Bitcoin mining could change the world if it uses renewable energy

Bitcoin mining could change the world if it uses renewable energy

The most popular cryptocurrency in the world, bitcoin, after twelve years of existence, is in an unprecedented phase of adoption, however as we know its environmental impact is high. As its diffusion increases, the energy consumption required for mining should receive more attention from national regulators. Running the bitcoin network globally uses as much energy as Washington state, which accounts for less than half of 1% of total global energy consumption.
Bitcoin mining (using a specialized computer to solve a cryptographic puzzle), like the extraction of any other resource, requires energy. The inventor of bitcoin, Satoshi Nakamoto, has compared bitcoin mining to gold mining. “Gold mining is a waste, but that refusal is less than the usefulness of having gold available as a medium of exchange”. The same goes for bitcoin.
Unlike many other resources, however, the power to mine bitcoin can be obtained from renewable resources. Currently, as of mid-September 2021, it takes $ 12,500 to mine a block of bitcoin, which is worth just over $ 312,500.10. This is a positive attribute because the effort and energy spent reflect the value of bitcoin, just like with other scarce assets. However, 90% of all bitcoins that will ever be mined already exist.
It is estimated that it cost around $ 28 billion to create all the existing bitcoins and that those 28 billion are now worth nearly $ 1 trillion, in constant growth. For reference, the US Treasury spends over $ 1 billion annually to maintain the US currency, and this is just one of around 190 currencies on the planet. The cost of money on a global scale also uses energy resources, and those totals easily outweigh the cost of mining bitcoin, even at today’s costs.

Today, the Bitcoin network uses around 140 TW / h of energy, just under the gas burned by the US oil industry alone, which could generate 150 TW / h of electricity.
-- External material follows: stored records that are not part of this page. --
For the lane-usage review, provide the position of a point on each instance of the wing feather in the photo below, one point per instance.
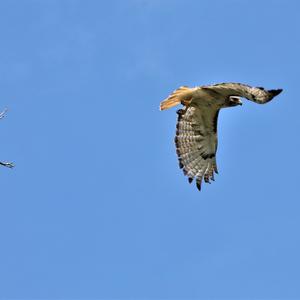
(255, 94)
(196, 143)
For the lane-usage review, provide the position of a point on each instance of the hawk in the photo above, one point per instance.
(196, 130)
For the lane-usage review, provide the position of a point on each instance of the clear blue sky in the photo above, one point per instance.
(97, 207)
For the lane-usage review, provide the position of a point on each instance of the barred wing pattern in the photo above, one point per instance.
(196, 143)
(256, 94)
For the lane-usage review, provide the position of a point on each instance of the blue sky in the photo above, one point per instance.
(97, 207)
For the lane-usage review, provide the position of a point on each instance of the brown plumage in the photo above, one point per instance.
(196, 129)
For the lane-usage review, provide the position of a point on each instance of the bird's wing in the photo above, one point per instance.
(196, 143)
(255, 94)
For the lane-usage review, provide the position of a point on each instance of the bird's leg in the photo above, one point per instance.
(7, 164)
(2, 114)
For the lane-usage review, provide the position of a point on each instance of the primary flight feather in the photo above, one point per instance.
(196, 130)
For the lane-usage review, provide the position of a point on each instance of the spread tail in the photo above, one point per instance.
(182, 95)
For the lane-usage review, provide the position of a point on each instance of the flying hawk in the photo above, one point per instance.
(196, 129)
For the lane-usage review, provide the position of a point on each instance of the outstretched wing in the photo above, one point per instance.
(255, 94)
(196, 143)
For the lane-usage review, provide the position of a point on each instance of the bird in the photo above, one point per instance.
(2, 163)
(196, 129)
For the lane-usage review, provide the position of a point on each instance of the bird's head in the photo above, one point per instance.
(233, 101)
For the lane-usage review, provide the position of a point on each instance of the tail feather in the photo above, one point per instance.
(181, 95)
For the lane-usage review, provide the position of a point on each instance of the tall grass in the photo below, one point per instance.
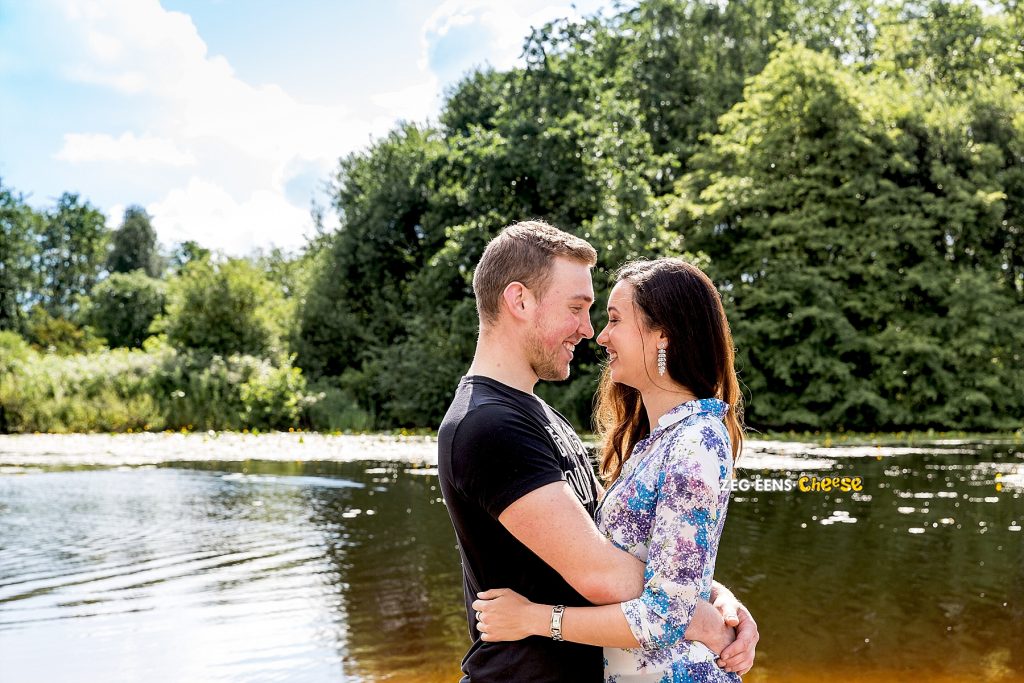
(160, 388)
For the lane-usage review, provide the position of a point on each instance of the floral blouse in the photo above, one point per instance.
(668, 508)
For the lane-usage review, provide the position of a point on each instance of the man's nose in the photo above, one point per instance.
(587, 329)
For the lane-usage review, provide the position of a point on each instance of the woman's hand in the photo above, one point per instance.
(504, 614)
(738, 656)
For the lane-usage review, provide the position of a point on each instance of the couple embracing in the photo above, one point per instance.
(555, 565)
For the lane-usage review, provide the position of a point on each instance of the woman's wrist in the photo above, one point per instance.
(540, 622)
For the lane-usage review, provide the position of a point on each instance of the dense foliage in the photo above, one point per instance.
(851, 173)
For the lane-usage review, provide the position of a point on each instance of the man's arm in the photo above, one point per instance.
(551, 522)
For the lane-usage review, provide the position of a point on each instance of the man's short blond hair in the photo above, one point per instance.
(525, 253)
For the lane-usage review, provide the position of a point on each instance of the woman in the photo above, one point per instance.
(669, 409)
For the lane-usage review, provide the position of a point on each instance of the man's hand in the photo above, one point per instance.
(738, 656)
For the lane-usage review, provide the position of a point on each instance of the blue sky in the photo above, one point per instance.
(223, 118)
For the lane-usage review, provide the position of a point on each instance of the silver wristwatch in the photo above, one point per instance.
(556, 622)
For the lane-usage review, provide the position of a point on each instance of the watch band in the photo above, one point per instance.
(556, 622)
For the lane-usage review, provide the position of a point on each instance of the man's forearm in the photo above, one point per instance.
(616, 578)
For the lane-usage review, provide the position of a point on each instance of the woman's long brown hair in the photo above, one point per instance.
(680, 300)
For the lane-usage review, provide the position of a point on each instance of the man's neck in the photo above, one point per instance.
(503, 361)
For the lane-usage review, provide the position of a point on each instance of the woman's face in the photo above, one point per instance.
(632, 349)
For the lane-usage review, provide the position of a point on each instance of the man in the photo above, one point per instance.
(517, 481)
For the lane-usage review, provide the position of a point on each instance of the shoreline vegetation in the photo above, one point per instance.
(825, 439)
(850, 174)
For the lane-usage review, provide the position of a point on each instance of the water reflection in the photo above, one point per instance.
(241, 571)
(347, 571)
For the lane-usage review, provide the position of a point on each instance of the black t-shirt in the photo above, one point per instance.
(495, 445)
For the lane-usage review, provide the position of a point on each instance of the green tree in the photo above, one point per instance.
(134, 245)
(844, 235)
(223, 308)
(59, 335)
(186, 252)
(122, 307)
(72, 254)
(19, 230)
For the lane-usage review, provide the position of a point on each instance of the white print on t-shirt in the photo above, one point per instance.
(572, 450)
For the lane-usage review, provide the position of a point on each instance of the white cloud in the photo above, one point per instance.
(244, 141)
(204, 212)
(80, 147)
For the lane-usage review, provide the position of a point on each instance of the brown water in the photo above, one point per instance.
(263, 570)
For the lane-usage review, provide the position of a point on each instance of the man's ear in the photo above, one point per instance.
(517, 299)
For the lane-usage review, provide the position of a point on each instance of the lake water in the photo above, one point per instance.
(138, 561)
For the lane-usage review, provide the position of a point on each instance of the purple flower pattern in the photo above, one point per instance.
(668, 508)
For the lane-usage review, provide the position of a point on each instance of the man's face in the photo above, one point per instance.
(562, 319)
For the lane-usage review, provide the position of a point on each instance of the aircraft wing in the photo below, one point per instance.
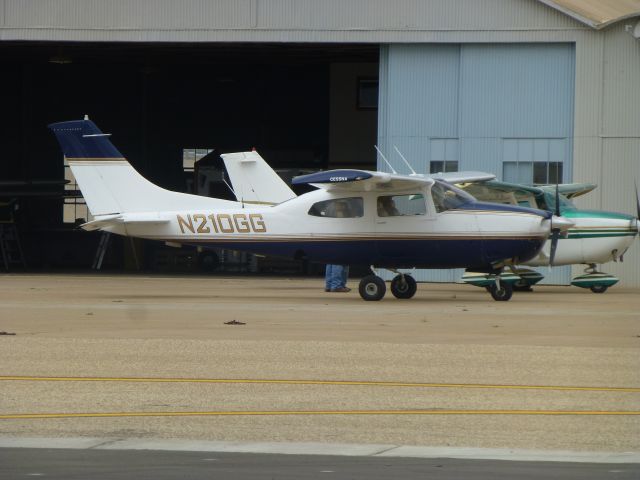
(361, 180)
(254, 181)
(109, 220)
(463, 177)
(572, 190)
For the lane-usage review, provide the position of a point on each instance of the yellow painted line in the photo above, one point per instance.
(23, 416)
(316, 382)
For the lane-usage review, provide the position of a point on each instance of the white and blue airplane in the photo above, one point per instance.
(354, 217)
(595, 237)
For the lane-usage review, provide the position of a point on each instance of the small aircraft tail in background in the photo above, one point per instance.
(254, 181)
The cost of running a miner is almost entirely his electricity cost.
Earlier this year, China banned bitcoin mining and initiated a migration of miners around the world in search of low-cost energy sources to run their business. This migration will take 12-18 months to take place. During this time, the United States and others will compete to make their positions the most attractive to miners.
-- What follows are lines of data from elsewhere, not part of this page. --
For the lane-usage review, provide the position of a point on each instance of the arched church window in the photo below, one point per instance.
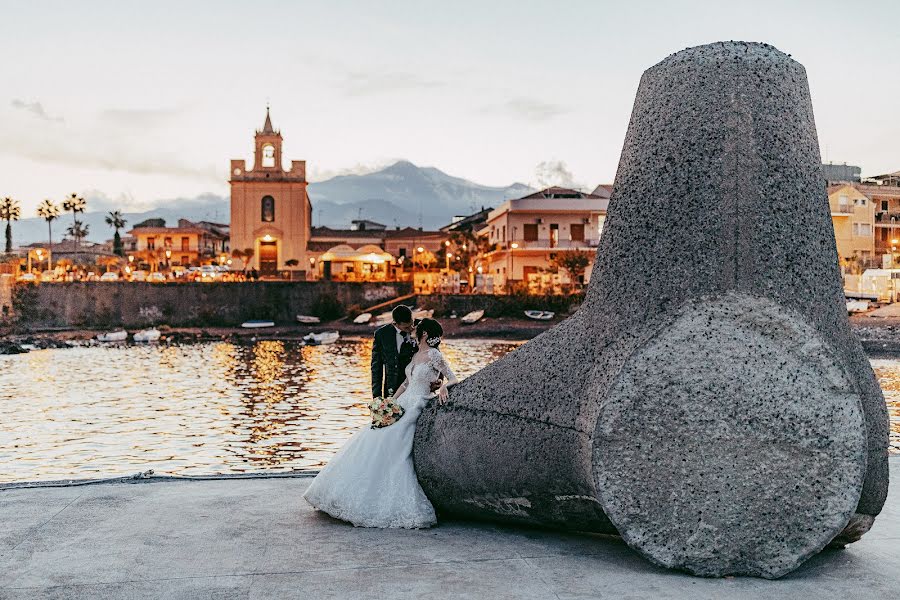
(268, 155)
(268, 209)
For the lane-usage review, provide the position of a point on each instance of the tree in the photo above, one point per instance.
(49, 211)
(574, 262)
(9, 212)
(115, 220)
(75, 204)
(78, 231)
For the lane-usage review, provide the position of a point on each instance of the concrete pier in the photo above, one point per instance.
(241, 539)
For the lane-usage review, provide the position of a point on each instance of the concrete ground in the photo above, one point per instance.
(258, 539)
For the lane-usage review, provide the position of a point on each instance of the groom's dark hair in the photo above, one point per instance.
(401, 314)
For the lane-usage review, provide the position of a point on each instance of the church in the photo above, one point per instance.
(271, 216)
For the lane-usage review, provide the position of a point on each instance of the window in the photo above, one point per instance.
(268, 209)
(576, 232)
(268, 155)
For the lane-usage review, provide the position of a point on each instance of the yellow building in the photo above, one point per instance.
(853, 217)
(527, 232)
(270, 209)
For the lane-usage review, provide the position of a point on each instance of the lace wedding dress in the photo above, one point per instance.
(371, 481)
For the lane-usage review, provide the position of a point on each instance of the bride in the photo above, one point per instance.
(371, 481)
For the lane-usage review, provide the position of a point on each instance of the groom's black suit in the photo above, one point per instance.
(389, 363)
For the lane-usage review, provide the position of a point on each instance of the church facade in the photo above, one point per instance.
(271, 216)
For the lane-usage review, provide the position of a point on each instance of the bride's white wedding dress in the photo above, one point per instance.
(371, 481)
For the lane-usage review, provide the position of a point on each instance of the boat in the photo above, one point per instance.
(383, 319)
(421, 313)
(855, 306)
(256, 324)
(320, 339)
(540, 315)
(472, 317)
(113, 336)
(147, 335)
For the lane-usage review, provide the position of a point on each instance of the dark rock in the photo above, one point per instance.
(708, 401)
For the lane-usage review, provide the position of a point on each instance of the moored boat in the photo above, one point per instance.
(472, 317)
(147, 335)
(256, 324)
(320, 339)
(540, 315)
(113, 336)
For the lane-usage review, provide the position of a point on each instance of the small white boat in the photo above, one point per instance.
(113, 336)
(421, 313)
(383, 319)
(256, 324)
(540, 315)
(320, 339)
(855, 306)
(472, 317)
(147, 335)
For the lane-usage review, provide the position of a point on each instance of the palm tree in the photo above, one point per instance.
(78, 231)
(49, 211)
(117, 222)
(76, 204)
(9, 212)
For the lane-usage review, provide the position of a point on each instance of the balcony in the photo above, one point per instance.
(546, 245)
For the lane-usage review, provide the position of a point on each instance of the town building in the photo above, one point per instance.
(853, 218)
(151, 242)
(271, 214)
(526, 233)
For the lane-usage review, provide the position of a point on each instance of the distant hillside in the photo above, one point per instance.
(399, 195)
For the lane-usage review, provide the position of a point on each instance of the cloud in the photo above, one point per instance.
(35, 108)
(529, 109)
(316, 174)
(367, 83)
(119, 117)
(555, 172)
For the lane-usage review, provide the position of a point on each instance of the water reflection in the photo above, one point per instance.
(189, 410)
The opportunity we face is not just to build a bitcoin network that relies on renewable energy, but one that also uses waste streams from oil and gas production operations and even the unused baseload from operations. utility to add energy efficiency to the overall energy production market.
The problem is that the Bitcoin network will not use less energy in the future, it will use more – and the challenge will be to make sure it uses clean energy sources. For example, tax changes for mining bitcoin from renewable or waste energy sources could provide a tax advantage that conventional mining would not receive. Additionally, mining facilities, which will grow in size and energy consumption as bitcoin becomes more energy-intensive to mine, will need to follow state and local code requirements for safety and efficiency.
Small and large utilities will need assistance in gaining regulatory approval so they can enter into long-term contracts with miners and demonstrate added value for their customers by using their standby power to mine bitcoins. Likewise, oil and gas operators will need assistance in entering into contracts with bitcoin miners to use the burnt gas to power bitcoin miners.